SQL vs NoSQL
Once you realize the need for databases, the next step is actually choosing one.
And if you look on the Internet this is actually not an easy task because there are so many databases out there. Even if you narrow it down to the databases that work well with Node.js, you still left with a lot of choices. And very frequently I’ll come across blog posts that have a title that’s something like this:
But no matter what choice you make the main difference between databases is whether if they are sequel based or if they are no SQL based.
Now SQL or sequel stands for Structured Query Language and it’s a really old school piece of technology that businesses have been using for many many years. Now NoSQL stands for Not Only Structured Query Language so they can actually be any format as long as it’s not SQL although most of them follow a very similar structure.
Those are the two big families of databases that you get to choose from.
And we’re going to talk about the differences between each and I’m going to show you how to work with both of these types of databases.
If you do a quick google, you will find that there are so many different types of databases that are categorized as SQUL databases or NoSQL.

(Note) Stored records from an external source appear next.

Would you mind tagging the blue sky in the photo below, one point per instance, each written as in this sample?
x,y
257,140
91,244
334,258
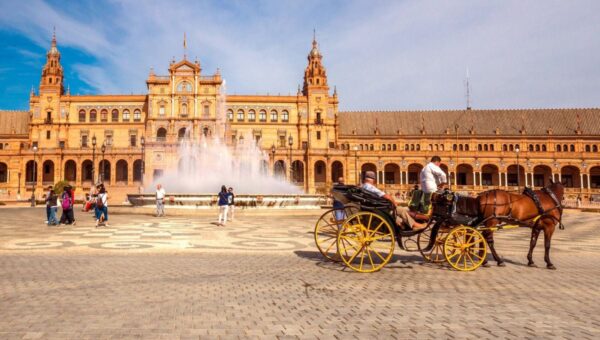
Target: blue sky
x,y
380,54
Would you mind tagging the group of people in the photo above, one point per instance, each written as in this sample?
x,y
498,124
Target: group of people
x,y
65,201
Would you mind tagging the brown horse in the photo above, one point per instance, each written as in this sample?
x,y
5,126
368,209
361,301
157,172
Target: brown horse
x,y
498,207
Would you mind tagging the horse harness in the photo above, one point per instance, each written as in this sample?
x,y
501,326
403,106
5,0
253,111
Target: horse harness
x,y
536,200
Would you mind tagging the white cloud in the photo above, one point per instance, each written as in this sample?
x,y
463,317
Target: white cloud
x,y
381,55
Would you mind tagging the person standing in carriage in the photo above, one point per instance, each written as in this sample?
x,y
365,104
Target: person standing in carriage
x,y
402,213
432,176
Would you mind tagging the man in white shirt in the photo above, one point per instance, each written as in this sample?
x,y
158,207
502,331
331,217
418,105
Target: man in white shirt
x,y
402,216
432,176
160,200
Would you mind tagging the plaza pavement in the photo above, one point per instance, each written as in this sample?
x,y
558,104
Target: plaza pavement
x,y
262,277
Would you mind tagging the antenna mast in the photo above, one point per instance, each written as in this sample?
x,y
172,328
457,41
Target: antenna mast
x,y
468,90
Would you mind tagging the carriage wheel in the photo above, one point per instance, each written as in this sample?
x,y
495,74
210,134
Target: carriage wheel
x,y
327,228
435,253
464,248
366,242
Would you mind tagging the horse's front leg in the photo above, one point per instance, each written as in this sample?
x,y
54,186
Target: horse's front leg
x,y
489,238
534,235
548,231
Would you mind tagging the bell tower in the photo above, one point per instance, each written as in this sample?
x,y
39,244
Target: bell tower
x,y
52,73
315,75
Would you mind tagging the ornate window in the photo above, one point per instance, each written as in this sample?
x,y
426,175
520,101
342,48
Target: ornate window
x,y
184,109
184,86
126,115
93,115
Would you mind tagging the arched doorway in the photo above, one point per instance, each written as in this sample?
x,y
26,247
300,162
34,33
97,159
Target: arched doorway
x,y
31,172
104,174
3,173
279,169
87,171
48,172
137,170
70,171
320,172
181,134
298,172
337,171
391,173
490,175
414,170
570,176
595,177
464,174
122,171
512,178
161,134
541,175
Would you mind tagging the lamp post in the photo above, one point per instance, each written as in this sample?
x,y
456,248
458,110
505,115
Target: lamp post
x,y
290,143
34,182
517,150
93,160
103,150
143,169
355,148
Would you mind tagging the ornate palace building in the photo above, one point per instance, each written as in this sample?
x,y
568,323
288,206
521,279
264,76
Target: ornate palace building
x,y
61,136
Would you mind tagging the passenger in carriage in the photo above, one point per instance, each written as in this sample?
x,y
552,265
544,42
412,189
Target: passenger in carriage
x,y
402,213
432,176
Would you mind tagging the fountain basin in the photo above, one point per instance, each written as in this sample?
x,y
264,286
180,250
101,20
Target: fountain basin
x,y
243,201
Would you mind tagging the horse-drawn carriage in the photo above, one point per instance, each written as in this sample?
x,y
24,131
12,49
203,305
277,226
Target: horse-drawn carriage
x,y
363,234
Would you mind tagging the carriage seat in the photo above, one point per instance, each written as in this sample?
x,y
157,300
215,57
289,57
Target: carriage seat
x,y
419,217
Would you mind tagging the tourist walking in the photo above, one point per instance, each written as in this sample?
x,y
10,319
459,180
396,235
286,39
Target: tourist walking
x,y
102,207
67,200
52,203
231,203
223,205
48,193
160,200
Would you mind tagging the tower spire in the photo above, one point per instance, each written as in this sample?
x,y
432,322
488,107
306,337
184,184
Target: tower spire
x,y
184,47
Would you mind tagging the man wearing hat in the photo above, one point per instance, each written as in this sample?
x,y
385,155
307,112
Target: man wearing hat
x,y
402,216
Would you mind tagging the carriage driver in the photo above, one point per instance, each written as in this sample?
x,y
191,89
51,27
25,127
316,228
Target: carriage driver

But the top four most popular databases at least when we’re working with Node.js, for the sequel family that’s MySQL and Postgres. And for NoSQL, it’s going to be MongoDB and Redis. Now some of these databases you might have already heard of but a lot of people are confused as to when to use which and what are the similarities and differences and
how do you choose anyways?
So let’s talk about what are the differences between SQL and NoSQL.

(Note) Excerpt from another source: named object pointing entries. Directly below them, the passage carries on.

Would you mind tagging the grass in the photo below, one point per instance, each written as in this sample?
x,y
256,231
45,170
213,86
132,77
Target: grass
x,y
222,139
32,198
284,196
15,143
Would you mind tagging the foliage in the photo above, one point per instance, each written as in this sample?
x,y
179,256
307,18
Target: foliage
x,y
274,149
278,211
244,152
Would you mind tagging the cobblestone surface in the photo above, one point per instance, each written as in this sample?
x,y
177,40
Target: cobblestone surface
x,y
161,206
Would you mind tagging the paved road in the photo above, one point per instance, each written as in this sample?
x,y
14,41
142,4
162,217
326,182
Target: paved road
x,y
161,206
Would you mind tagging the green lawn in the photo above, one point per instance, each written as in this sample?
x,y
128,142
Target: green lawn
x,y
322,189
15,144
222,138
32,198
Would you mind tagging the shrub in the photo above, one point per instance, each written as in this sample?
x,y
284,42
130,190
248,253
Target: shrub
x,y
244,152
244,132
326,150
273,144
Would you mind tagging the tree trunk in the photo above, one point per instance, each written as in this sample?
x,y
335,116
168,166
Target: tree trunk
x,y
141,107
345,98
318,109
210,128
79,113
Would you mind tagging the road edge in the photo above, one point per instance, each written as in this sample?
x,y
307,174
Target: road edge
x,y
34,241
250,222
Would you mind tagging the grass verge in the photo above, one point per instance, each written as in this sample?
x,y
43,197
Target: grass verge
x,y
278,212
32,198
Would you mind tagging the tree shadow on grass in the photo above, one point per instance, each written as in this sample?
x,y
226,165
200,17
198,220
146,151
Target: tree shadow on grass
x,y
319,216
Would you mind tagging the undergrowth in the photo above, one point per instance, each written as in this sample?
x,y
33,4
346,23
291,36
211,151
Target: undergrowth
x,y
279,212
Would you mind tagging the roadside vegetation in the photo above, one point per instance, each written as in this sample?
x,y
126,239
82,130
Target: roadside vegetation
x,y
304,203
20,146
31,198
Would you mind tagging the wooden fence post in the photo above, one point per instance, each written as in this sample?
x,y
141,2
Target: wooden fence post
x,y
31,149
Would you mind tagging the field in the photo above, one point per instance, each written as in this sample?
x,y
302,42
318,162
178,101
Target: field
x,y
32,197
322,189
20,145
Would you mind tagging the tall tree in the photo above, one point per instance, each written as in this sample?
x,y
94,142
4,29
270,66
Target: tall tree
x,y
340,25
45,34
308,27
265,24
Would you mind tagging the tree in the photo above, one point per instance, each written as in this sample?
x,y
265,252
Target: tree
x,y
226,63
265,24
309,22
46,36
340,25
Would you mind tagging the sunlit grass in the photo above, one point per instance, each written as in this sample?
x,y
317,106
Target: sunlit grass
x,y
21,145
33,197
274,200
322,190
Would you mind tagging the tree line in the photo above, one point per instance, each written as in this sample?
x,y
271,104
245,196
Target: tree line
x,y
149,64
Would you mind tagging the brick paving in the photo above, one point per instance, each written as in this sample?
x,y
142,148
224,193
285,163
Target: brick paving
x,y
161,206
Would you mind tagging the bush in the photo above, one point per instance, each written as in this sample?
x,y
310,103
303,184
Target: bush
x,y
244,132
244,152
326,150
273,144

The first difference is in their structure. So let’s say that you’re starting a new business and you’ve decided to start selling stationery. Now because you’re shipping a lot of your product to your customers you need to keep a record of their names and addresses. So you create a database for that.
And if you used to excel and creating tables then you’ll find that a sequel database will serve you quite well.
A sequel database will group your data into tables.
So this is how our customer data would look if we chose a sequel database such as MySQL or
Postgres. But sometimes you might find that sequel databases can be extremely inflexible.
For example, let’s say that in your shop you have me as a customer and I’m one of those annoying customers who don’t really like having mail sent to my address.
So I say to you, ‘You know what? Why don’t you deliver to my address
but for all other communications I want you to just email me? Because we are after all in the 21st century right?
If you had a sequel table then you have a bit of a problem because that doesn’t really fit with your table.
You don’t have a pre-specified email column to fit that data and none of your existing data has an email entry.
And what if you had a customer who didn’t want to give you any information at all?
They didn’t want to give you their address or their email and they’d rather protect their privacy.
Well then you kind of have a gap in your table and it ends up looking very very irregular and that doesn’t sit very well with sequel databases.
So if you chose a sequel database, what it will try to do is it will try to square off the table. So you can add a new column called email but for all the places where there’s missing information, it will automatically insert a null.
And as we learned from previous programming lessons null can be very dangerous especially if you’re not expecting something to be null or not have any data.
For example, if you decide to send out your marketing emails, a lot of those emails are going to be going to an email address that’s called null right? But if you had a NoSQL based database such as
MongoDB, then this wouldn’t be a problem at all.
If you were working with Mongo the same data would be represented as JSON objects.
So you would have key-value pairs such as first name, Last name, address and if in one of those documents you had an extra key-value pair such as email then it doesn’t affect any of the other data records. And none of these records or documents actually have to be the same shape or follow the same structure.
If you’re old enough to remember that ad with a PC Guy and Mac guy, it’s kind of the same with SQL and NoSQL. NoSQL databases tend to be flashier, newer with modern syntax and modern methods but SQL database is old and reliable and it likes structure.
Everybody knows that guy who works within the office who really likes structure and for everybody to follow rules and to specify a structure ahead of time and just stick to it.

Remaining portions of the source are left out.